Regardless of how other people view or think about me...I like me. I believe I am completely normal, which means I have lot of flaws and great gifts, like the majority people.
It took years to get to the me I like. My path has a crap load of mistakes and lesson learned the hard way. Completely normal. I do not have an extreme personality. Have you ever watched reality shows like 'Wife Swap'? It never ceases to amaze me about how they continue to find people who live an extreme life- religion, organization, hobbies, etc. I can't apply for those shows. I wouldn't have enough drama to attract viewers.

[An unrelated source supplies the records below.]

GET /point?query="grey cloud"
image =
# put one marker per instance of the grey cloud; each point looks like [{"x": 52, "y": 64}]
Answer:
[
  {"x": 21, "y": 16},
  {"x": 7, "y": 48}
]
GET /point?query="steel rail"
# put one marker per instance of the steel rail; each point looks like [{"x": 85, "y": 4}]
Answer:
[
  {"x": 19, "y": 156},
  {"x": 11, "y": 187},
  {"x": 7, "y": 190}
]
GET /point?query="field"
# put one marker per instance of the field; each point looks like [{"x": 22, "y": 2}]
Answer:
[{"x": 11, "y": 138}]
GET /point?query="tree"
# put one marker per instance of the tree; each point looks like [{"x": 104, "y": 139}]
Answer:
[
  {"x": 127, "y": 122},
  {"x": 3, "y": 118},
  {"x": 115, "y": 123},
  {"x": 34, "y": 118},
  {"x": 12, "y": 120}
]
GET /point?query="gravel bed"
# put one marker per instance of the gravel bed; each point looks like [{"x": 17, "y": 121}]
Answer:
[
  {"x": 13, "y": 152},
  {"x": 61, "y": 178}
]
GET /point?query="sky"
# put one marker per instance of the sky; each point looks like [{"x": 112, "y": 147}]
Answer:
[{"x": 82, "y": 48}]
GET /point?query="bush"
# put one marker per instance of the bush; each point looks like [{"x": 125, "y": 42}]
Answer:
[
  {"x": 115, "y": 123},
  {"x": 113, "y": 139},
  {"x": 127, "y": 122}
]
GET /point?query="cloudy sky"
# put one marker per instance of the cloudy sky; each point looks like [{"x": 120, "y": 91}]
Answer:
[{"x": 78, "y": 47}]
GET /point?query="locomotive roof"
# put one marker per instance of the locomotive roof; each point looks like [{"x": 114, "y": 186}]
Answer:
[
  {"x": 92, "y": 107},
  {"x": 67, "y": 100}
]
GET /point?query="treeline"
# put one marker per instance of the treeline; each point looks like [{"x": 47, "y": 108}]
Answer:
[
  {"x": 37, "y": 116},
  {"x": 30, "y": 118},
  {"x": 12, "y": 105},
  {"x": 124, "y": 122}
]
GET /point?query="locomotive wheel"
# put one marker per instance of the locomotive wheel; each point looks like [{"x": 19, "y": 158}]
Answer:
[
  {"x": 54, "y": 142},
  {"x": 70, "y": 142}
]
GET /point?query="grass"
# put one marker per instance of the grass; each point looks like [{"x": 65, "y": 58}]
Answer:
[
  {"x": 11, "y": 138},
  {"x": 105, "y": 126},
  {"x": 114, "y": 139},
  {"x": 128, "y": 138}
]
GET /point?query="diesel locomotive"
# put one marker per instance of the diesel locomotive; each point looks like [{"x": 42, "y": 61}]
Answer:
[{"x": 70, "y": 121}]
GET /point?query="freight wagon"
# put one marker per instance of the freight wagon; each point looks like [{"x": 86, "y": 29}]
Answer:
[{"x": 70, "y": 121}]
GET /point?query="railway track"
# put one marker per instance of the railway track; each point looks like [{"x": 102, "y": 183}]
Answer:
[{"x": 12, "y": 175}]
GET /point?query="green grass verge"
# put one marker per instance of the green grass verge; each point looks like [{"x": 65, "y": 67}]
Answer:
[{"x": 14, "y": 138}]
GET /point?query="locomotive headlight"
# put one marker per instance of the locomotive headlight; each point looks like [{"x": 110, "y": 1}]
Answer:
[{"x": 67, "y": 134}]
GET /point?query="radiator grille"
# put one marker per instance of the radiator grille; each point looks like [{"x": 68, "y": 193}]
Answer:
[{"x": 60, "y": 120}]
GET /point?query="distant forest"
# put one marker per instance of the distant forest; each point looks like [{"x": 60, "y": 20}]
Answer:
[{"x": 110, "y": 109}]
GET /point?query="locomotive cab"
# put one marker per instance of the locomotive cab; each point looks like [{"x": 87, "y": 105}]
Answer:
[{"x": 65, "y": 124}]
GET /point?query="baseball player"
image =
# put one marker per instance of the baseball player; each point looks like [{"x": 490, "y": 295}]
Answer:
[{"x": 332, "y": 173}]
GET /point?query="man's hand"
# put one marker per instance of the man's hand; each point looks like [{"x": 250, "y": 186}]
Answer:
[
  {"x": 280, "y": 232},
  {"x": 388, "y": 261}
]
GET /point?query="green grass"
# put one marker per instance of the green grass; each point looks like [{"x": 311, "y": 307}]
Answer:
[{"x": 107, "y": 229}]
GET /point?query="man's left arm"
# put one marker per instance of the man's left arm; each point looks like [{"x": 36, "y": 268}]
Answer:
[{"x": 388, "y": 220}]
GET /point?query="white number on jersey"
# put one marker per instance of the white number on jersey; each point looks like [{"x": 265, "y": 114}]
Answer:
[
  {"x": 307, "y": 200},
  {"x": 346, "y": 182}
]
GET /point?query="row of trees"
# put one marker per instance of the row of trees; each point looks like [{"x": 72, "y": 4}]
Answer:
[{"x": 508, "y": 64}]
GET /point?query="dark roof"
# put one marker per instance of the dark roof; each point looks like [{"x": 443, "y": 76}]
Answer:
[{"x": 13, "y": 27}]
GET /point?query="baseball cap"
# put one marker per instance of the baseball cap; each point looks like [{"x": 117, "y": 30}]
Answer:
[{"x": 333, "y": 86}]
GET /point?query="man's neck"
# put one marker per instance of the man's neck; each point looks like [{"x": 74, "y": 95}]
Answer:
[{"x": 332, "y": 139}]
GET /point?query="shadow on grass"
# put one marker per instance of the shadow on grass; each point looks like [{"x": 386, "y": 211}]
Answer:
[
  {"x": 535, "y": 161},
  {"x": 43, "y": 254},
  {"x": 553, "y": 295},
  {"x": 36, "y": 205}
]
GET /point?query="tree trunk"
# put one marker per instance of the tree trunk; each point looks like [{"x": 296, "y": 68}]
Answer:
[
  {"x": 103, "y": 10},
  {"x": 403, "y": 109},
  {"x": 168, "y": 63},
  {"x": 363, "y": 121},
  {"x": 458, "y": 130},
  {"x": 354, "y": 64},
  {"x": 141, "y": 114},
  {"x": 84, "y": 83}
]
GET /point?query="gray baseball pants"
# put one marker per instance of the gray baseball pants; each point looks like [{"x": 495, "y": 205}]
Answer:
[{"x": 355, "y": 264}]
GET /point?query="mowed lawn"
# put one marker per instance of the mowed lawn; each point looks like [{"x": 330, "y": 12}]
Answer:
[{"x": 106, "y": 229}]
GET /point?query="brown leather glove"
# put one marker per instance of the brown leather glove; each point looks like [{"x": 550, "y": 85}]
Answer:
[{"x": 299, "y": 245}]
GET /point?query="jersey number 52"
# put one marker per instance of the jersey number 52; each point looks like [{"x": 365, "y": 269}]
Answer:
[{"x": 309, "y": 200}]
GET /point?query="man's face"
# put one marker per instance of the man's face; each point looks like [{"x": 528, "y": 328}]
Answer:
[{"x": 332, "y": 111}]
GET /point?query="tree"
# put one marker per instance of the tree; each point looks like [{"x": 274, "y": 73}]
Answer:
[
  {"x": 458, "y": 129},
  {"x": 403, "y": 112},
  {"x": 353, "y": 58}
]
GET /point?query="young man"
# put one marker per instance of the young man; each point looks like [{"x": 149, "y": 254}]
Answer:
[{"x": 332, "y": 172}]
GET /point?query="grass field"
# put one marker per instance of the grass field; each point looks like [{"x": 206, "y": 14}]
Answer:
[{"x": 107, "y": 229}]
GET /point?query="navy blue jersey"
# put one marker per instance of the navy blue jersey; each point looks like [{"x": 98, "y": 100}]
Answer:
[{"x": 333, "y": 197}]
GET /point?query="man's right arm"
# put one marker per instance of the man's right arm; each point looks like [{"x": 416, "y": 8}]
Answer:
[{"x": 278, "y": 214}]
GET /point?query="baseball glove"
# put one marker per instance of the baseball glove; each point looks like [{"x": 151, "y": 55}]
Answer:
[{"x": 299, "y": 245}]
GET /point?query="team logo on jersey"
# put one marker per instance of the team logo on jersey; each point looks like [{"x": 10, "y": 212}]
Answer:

I don't think I deserve any trophies for 'Exceptional Parent', but I believe I have done a good job. I finally realized that you can't always judge the parenting by the finished project. I learned some tricks, like, don't listen to other parents who say their children never had any bad behavior, lied, or embarrassed them. Those parents are either in denial or heavily medicated. I also learn that there is no 'end of the rainbow' moment. You don't ever complete the task.
I finally got the whole relationship thing. I thought I would NEVER get it. I take responsibility for my short comings and I committed my heart, mind, body,and time to my marriage. I take in and find joy in the mundane moments that are what is the glue of a marriage. I finally put the baggage down, and used that energy to practice patience.
I pushed myself to reach higher. I re-evaluate my life and my happiness with it routinely. I give as much to myself as I give to others. I have maintained a healthy sense of humor through the rough patches. I inspire others and find a connection to almost every person I meet. I have no problem apologizing. I am more comfortable in my own skin. I will always strive to be healthier, but I know what about me attracts others. I take pride and have confidence in my skills. I don't think I initially take criticism well, but in the end I do listen and try to see if I could a better me.
As I think about who I have been and where I have been, I know I am a better Laura than 20-25 years ago. I don't need someone else to tell me that I am a good person. I can do that myself. And being my harshest critic, I can trust the source of the compliments.